One of the seniors who doesn’t want to go to a community college is Danielle Lesefske. Lesefske said that many students from high school will attend a community college and that she wants a change of scenery from Gowanda. She also said that there are more opportunities at a four-year college.

“I have always dreamed of going to Fredonia and I’m going to play soccer there,” said Lesefske.

Another senior who thinks a community college isn’t the best choice for the future is Trent Martin. Like Lesefske, Martin also said that there are more opportunities at a regular four-year college.

“With more opportunities at a regular college, community college should be a last resort,” said Martin.

Brianna Chupa is also a senior who believes attending a community college is not a good option for a high school graduate’s future.
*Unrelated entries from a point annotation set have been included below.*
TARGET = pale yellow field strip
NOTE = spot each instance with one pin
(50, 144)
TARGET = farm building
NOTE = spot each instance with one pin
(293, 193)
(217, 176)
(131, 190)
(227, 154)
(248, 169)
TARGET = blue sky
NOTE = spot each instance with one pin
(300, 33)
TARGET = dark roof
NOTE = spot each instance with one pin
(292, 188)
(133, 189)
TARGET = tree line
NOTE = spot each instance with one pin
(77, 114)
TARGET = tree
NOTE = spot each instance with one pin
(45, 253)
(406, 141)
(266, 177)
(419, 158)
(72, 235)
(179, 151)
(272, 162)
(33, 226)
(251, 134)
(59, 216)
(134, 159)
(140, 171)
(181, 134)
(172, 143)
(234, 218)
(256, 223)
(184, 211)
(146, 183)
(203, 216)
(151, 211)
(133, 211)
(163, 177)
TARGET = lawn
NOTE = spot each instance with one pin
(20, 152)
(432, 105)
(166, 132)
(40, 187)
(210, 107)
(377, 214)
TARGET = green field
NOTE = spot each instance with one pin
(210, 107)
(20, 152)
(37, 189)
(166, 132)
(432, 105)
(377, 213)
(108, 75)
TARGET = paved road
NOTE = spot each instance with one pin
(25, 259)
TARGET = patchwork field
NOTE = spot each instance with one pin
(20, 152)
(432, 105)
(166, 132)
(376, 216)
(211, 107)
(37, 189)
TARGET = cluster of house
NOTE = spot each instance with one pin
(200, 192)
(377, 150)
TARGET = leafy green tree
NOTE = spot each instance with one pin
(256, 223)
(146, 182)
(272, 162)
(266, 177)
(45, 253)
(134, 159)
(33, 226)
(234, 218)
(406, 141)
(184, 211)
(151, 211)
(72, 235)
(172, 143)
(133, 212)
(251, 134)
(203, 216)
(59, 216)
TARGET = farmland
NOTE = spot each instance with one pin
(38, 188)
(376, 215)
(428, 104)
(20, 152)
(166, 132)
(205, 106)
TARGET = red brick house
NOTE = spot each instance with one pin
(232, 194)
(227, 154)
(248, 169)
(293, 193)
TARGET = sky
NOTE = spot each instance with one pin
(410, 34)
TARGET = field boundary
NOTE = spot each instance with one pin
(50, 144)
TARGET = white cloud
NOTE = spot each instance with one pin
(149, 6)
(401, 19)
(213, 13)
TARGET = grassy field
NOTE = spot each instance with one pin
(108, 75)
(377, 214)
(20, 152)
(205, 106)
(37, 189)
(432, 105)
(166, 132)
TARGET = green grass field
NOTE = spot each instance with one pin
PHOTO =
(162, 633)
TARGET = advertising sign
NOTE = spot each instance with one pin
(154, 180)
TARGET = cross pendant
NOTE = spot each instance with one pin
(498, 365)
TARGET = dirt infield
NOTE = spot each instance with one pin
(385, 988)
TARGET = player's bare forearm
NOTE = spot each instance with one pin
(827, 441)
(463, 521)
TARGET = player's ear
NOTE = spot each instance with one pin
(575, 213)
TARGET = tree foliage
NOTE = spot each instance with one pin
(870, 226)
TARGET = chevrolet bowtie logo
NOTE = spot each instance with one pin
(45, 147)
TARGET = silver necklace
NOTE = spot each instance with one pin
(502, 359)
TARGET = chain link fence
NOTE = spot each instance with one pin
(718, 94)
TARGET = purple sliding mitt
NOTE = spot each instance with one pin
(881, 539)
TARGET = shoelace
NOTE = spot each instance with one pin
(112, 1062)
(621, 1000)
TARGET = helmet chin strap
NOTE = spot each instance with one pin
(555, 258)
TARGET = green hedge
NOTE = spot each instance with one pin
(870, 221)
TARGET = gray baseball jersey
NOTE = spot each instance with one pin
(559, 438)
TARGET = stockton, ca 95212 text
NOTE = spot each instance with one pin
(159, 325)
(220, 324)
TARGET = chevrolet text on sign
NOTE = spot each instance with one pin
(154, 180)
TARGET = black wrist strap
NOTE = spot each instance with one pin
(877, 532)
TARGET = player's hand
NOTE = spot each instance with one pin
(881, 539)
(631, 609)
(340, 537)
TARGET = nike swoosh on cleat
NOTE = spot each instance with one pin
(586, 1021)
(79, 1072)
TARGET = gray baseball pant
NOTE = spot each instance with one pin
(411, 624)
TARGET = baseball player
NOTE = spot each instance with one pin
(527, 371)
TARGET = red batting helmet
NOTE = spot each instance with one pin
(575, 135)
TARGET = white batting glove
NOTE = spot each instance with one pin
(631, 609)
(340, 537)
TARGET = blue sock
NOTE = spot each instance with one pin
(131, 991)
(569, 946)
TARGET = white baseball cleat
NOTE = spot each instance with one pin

Chupa, who earned a scholarship to Niagara, said she thinks it would be meaningless for her to go to community college.

“Knowing that I have this scholarship, I don’t want to have to transfer from a community college,” said Chupa.

Another one of the seniors who think there are better options for a high school graduate’s future is Kelsey Herniman. Instead of making the transfer to a community college, Herniman said she is interested in planting roots.

“I understand why people go to community college, but I want to plant roots, not transfer,” said Herniman.

Jessica Sowa is another senior who plans to attend a four-year school. Before graduation, Sowa said she wanted to find a school she really desires.

“Aside from a ‘reach’ school, I really wanted to go to a school with a well-known biology program,” said Sowa.

Besides many of the seniors, guidance counselor, Mrs. Mattimore, has also expressed that there are many cons of attending a community college. Mrs. Mattimore said that two of the cons to community college are that they offer a limited amount of classes and have smaller programs.

Mrs. Mattimore also said that some community colleges do not offer dorm service. “It’s a drawback for students who are attending a college with no dorm service, because they have to drive all the way from home in the morning and back after their classes are over,” said Mrs. Mattimore.

Even with those drawbacks, Mrs. Mattimore said she still overwhelmingly supports the community college option.